The consequence of the somewhat pathetic process is that I now have to steer certain members into their role when they are really hard work, and simply not suitable. On paper my Board is short of members, but in reality I just cannot face another recruitment campaign, so I try and build the team as best I can.

This reflects my opinion of the process of recruitment, not on you as individuals. If I had to initiate another recruitment campaign this is what would happen. It is not what is happening now, I am amazed at the enthusiasm I have seen from all the new members on our board and I feel we have a good team, and I really do appreciate you all.

There are other elements of the article that due to misinterpretation have been distorted and as a result may cause offence. This was never my intention and if it has caused any of you distress of any kind then I am truly sorry.

I have been asked why I did not send the draft to the board for editing. The draft of the article was not submitted to you in advance for review or approval because it is my own view.  

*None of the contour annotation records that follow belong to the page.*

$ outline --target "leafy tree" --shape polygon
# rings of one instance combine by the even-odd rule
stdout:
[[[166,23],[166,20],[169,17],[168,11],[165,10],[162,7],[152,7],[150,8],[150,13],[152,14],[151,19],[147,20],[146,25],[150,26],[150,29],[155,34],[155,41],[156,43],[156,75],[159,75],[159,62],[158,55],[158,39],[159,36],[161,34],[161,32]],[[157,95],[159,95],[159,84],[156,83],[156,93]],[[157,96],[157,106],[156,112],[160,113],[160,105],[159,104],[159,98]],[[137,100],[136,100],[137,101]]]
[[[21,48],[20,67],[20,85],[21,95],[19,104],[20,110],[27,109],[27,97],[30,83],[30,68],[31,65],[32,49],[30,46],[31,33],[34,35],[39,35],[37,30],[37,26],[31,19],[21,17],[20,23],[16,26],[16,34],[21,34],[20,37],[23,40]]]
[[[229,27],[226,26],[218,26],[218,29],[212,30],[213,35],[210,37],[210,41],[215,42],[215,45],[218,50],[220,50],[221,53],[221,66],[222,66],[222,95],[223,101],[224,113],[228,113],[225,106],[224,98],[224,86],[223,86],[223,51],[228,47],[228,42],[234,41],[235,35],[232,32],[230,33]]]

If you had reviewed and approved it would become the view of this entire Board. It isn’t. It is my point of view, and I’m not asking for you to agree with it.

My sincere hope is that each one of you continues the important work we are doing here. Monitoring is very important. My aim is to continue to serve as Chair of this Board.  We have much to do.

If in the light of the publication of this piece, and of the statement I have just made, your view of me has changed and you find you that you have questions about my ability to continue as Chair, you are free to express those views now.”

 

Several months later I learned from the MOJ that a draft copy of this statement had been circulated without my authorization to every member of the Board, which meant that they knew what I had planned to say and had ample time to collaborate and to commence their character assassination against me.

This set in motion a chain of events, including bullying, ostracization, suspension pending investigation, two investigations by the MOJ, and a disciplinary hearing at Petty France, which ultimately led to me being fired from my role as Chair by the Prisons Minister and banned from holding any role in the IMB for a period of five years.